Osmaniye’de yaklaşık 30 yıldır oto tamirciliği yapan Selçuk Hançer, hayat pahalılığı nedeniyle insanların geçinmekte zorlandığını, kendilerinin de işlerinin düştüğünü söyledi. Hançer, şöyle konuştu:
“İNSANLAR SIFIRINI ALAMIYOR”
“30 yıldır Osmaniye’de tamirciyiz, baba mesleğimizdir. Esnaflık artık güç oldu, geçinmek her insan üzere bizim de artık yani geçinme oranlarımız biraz düştü. Şu an kiralar olsun, elektrik faturaları, su faturaları şunlar bunlar yani hakikaten ödenemeyecek güçlerde geliyor lakin biz dayanıyoruz. Fahiş fiyat çıkaran beşerler yüzünden bu beşerler hiçbir şey yaptıramıyor. Her mevzuda, ben otomobil tamircisiyim yani bu otomobille alakalı oluyor farklı şeylerle alakalı oluyor adam meskenine ekmek bile alamıyor yani. 5 lira olmuş şu an ekmek fiyatı duyduğum kadarıyla.
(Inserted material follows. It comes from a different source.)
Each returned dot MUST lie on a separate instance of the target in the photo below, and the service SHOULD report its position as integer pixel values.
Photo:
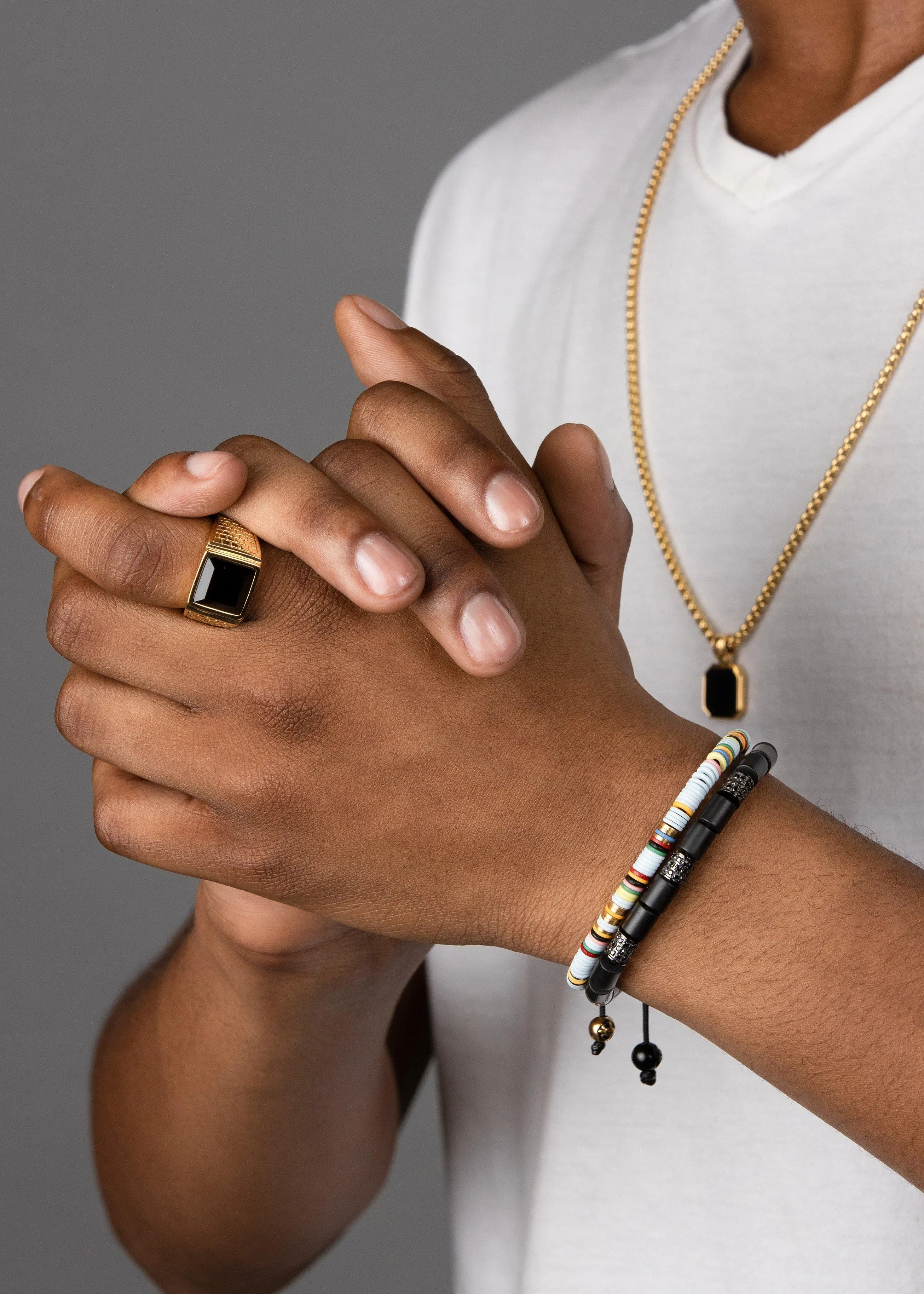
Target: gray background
(188, 188)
Ben tamir yapıyorum, adam ikinci el araç kesimi soruyor bana. Sıfırını alamıyor adam yani bunun sıkıntı bir yanı yok, adamın durumunu anlamak lazım burada. Zira adam sıfırını, fiyat vererek konuşmak istiyorum, diyelim ki misal veriyorum 500 lira diyor, adam ikinci ele 200 lira diyor, mecburen ikinci el piyasasına düşmek zorunda kalıyor.
“ARAÇ MUAYENESİ İÇİN PARÇAYI KİRALIYORUZ”
Muayenesi geliyor arkadaşlarımızın, birtakım arkadaşlarımız var, ‘ağabey elinde bu muayeneyi geçirecek gereçlerin varsa biz bunu takalım, bunu taktıktan sonra da geri çıkaralım’ diyor. Bunun kirasını istiyoruz biz işin açığı söyleyeyim.
Yalan üzere gelebilir birtakım insanlara tahminen de farklı bir şey için hedefiyle gelebilir, yanlışsız, sahiden de yaptığımız şeyler var yani. Mesela adamın arabasının kimi materyali elimizde var, takıyoruz gönderiyoruz, muayeneden geçiyor, geri geliyor söküyoruz. Yani bu türlü bir şey de var.” (ANKA)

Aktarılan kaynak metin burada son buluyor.